Jay tried to sift through what he had heard. In some ways he felt he had gained insights into the mystery of Marise d’Api, but in others he was as ignorant as he had been from the start. None of the reports quite tallied with what he had seen. Marise had too many faces, her substance slipping away like smoke whenever he thought he had captured it. And no-one had yet mentioned what he saw in her that day, that fierce look of love for her child. And that moment of fear, the look of a wild animal which will do anything, including kill, to protect itself and its young.
Fear? What could there be for her to fear in Lansquenet?
He wished he knew.
40
Pog Hill, Summer 1977
IT WAS AUGUST WHEN EVERYTHING SOURED FOR GOOD. THE TIME of the wasps’ nests, the den at Nether Edge, Elvis.
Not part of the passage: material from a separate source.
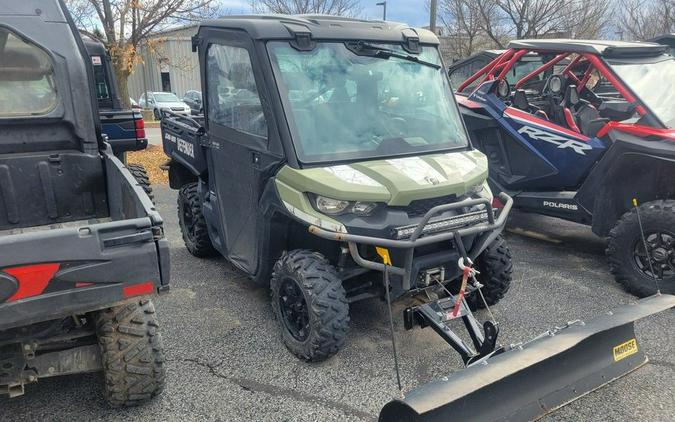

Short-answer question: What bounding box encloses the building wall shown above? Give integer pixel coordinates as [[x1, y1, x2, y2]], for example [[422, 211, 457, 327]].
[[129, 26, 201, 101]]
Then the Bread Baron wrote to say that he and Candide were getting married, and for a while the papers were full of them both, snapped getting into a limo on the beachfront at Cannes, at a movie première, at a club in the Bahamas, on his yacht. Jay’s mother gathered these articles with a collector’s zeal and read and reread them, insatiably relishing Candide’s hair, Candide’s dresses. His grandparents took this badly, mothering his mother even more than before, and treating Jay with cool indifference, as if his father’s genes were a time bomb inside him which might at any moment explode.